Reportagem

Devastação florestal altera clima e deixa Ndalatando mais quente

Três quilómetros, a partir da Paróquia de São João Baptista em direcção Sul de Ndalatando, Cuanza-Norte, localiza-se o Centro Botânico do Quilombo. Trata-se de uma zona potencialmente turística, berço de uma das 11 estações experimentais agrárias do país, local de produção agrícola e “pulmão” da cidade.

19/11/2020  Última atualização 09H18
© Fotografia por: DR
No Quilombo a temperatura ronda entre 17 e 20 graus em tempo de calor. A floresta, constituída por árvores frondosas de várias espécies, provoca uma escuridão precoce.  
O silêncio, o verde de di-versas plantas e ruas cobertas pelos ramos de árvores  que as atravessam, tornam-no num lugar aprazível. As ruas,  asfaltadas e de terra batida têm vários destinos, dentre os quais a ponte chinesa, erguida para se chegar a uma das raras ilhas do Muembeje. 

São valências que incentivam a preferência para se organizar no local almoços, lances, piqueniques e visitas diárias de numerosas pessoas de diferentes extractos sociais, individuais ou em caravana provenientes de vários pontos da província e não só.
"Local lindo e agradável. Pode atrair pessoas de várias origens”, comentaram  várias figuras que integravam uma comitiva do então ministro da Comunicação Social, Nuno Carnaval, que esteve no local para a gala do Prémio Provincial de Jornalismo do Cuanza-Norte, em Fevereiro.

É consensual que a beleza do Quilombo reside no seu desenho horto-botânico, fruto da acção do homem em sincronia com a natureza. Para a valorização turística da zona apontam-se várias medidas. O barista Julito Santos sugere que o ponto de partida é a recomposição do horto, porque as pessoas vão para aquele centro conhecer plantas raras.
" É preciso atrair investidores para criação de  áreas de lazer como piscinas e quiosques, onde se pode consumir bebidas naturais e pratos da terra. Além isso, é preciso entender redes de telecomunicações, água, luz e loja para venda de flores, plantas e se possível construir-se construir hotel”, acrescentou. 

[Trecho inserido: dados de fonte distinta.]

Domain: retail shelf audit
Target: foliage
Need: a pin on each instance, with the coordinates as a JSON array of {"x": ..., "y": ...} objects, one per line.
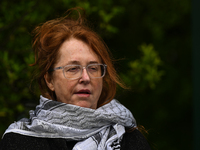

 Quilombo precisaria também de recrutar tradutores, equipas para melhorar o sa-neamento e apresentar a flora aos turistas. Existem também as pessoas que defendem a necessidade de sair do tu-rismo espontâneo ou de livre iniciativa pessoal para um processo de pendor empresarial, em que o Estado assume a segurança policial, regula e supervisiona o exercício da actividade.   
Mas a beleza do Quilombo começa a ser afectada pela acção humana. A devastação da floresta devido ao aumento crescente de lavras é hoje uma grande preocupação. Centenas de famílias camponeses desmatam, lavouram e semeiam milho, feijão, mandioca e ginguba, plantas de baixa altura que não exercem o mesmo papel como as árvores frondosas.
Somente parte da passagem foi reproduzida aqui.